Greater Scheme of Things

This is not just a ‘How-to’ book or a ‘Dr. Phil guide on self-improvement.’

Scanning through the contents of Paulo Coelho’s The Pilgrimage will make you think that this book is for the psychologically-stressed, over-sentimental readers who are in need of another tear-jerker from the author of The Alchemist. This is half-true. Paulo’s travel to Santiago de Compostella wasn’t that boring after all. In fact, I finished reading the whole book during my stay in Boracay.

The style of writing is in the form of a journal, somewhat like a ‘Dear Diary’ version of an adventure. Its opening page has a map which has been very useful for me. In search for his goal (which is a sword – a symbol of ultimate happiness), he passes through the difficult pilgrimage path called the Road to San Tiago. Historically updated and well-written, Paulo was successful in putting his striking quotations throughout the book. The last line was unforgettable:

“I guess it is always true that people always arrive at the right moment at the place where someone awaits them.”

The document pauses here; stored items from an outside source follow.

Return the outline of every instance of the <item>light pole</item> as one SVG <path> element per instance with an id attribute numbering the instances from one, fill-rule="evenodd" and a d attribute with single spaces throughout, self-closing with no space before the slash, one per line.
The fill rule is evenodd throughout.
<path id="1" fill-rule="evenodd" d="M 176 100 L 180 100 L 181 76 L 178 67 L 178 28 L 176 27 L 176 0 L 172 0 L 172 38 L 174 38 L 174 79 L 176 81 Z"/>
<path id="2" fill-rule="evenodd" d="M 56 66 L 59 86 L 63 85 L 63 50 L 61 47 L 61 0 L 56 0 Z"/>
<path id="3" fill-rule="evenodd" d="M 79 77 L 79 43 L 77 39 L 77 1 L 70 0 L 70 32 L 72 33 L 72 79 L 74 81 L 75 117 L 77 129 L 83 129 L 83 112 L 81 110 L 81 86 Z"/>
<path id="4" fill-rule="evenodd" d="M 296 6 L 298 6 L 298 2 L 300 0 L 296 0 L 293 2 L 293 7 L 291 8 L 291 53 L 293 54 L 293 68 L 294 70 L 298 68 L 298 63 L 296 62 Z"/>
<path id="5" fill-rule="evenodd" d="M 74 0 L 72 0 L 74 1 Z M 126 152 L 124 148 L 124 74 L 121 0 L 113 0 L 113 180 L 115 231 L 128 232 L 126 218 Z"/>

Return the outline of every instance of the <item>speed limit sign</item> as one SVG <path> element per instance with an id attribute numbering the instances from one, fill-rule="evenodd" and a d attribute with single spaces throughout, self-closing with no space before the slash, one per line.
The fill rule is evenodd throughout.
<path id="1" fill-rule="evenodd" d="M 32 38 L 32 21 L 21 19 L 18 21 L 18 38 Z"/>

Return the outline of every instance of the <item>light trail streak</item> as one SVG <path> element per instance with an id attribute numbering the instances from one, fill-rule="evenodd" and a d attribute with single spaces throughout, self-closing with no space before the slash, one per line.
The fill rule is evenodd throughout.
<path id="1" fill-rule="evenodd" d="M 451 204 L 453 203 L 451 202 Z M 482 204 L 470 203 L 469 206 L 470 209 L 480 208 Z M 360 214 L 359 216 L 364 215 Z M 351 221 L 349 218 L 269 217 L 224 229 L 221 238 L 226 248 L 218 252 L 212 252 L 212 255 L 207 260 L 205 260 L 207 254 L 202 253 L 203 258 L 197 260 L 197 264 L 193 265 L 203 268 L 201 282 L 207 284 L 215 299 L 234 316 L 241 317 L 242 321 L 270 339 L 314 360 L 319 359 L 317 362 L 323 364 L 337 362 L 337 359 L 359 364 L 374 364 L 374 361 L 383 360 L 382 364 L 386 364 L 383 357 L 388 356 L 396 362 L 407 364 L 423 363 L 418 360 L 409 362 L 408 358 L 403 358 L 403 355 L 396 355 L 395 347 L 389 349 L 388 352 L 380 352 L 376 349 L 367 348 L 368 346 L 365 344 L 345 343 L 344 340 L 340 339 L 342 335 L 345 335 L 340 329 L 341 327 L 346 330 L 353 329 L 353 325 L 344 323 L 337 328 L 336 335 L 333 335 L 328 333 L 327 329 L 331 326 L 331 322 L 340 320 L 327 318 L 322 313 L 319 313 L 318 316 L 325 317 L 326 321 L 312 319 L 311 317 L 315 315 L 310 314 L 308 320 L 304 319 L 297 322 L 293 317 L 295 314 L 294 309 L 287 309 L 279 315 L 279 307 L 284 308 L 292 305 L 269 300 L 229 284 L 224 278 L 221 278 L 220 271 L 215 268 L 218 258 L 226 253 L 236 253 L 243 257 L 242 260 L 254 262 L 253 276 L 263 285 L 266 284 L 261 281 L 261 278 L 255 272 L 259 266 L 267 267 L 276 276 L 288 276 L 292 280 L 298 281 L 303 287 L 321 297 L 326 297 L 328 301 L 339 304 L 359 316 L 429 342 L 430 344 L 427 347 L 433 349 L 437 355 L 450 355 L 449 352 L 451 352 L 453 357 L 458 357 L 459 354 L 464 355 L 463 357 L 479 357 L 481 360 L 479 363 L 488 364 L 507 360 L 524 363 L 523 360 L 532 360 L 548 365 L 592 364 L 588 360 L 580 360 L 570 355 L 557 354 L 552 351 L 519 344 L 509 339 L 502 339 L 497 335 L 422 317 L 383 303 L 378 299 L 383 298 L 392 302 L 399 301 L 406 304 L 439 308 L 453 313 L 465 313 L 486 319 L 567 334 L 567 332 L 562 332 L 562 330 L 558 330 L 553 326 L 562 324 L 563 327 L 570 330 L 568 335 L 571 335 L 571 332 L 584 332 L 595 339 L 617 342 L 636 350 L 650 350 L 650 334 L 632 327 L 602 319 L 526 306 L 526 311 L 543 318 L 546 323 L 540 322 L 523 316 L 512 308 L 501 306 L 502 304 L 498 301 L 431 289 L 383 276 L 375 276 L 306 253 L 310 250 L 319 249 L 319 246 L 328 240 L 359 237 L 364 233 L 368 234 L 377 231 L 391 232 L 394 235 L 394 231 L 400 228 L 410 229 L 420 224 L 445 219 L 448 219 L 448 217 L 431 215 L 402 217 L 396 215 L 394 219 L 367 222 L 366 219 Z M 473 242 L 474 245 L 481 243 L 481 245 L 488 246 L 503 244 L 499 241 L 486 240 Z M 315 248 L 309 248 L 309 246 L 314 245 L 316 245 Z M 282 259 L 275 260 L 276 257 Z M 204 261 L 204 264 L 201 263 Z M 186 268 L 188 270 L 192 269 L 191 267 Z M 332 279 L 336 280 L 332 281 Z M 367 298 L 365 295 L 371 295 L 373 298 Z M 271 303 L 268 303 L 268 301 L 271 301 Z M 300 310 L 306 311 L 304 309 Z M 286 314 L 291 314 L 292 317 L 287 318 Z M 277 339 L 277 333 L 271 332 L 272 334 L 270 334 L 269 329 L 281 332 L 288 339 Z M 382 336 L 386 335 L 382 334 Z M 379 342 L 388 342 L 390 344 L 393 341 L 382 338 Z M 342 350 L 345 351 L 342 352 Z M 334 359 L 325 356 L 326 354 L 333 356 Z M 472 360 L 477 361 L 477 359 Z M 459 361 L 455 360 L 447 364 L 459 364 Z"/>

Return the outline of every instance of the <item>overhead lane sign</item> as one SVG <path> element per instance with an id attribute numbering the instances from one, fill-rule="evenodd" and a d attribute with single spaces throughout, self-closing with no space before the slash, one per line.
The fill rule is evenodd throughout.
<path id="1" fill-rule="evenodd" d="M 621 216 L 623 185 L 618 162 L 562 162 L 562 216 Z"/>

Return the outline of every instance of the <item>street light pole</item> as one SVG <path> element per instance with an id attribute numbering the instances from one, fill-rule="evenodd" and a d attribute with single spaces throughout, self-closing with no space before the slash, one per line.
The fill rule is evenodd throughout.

While reading the book, I felt the difficult tasks that a pilgrim has to do in order to attain spiritual happiness. We are all pilgrims. The book explains 11 so-called ‘exercises’ that would help our spirit find its way toward its ultimate goal. I remember the song entitled ‘Pilgrim’s Theme’ sung by Bukas Palad Ministry with the chorus that goes – “I think I’ll follow the voice that calls within, dance to the silent song it sings, I hope to find my place so my life can fall in place, I know in time I’ll find my place in the greater scheme of things.”

Thank you:
Brix, for the wonderful book.
TJ, for letting me hear ‘Pilgrim’s Theme’ for the first time using your iPod.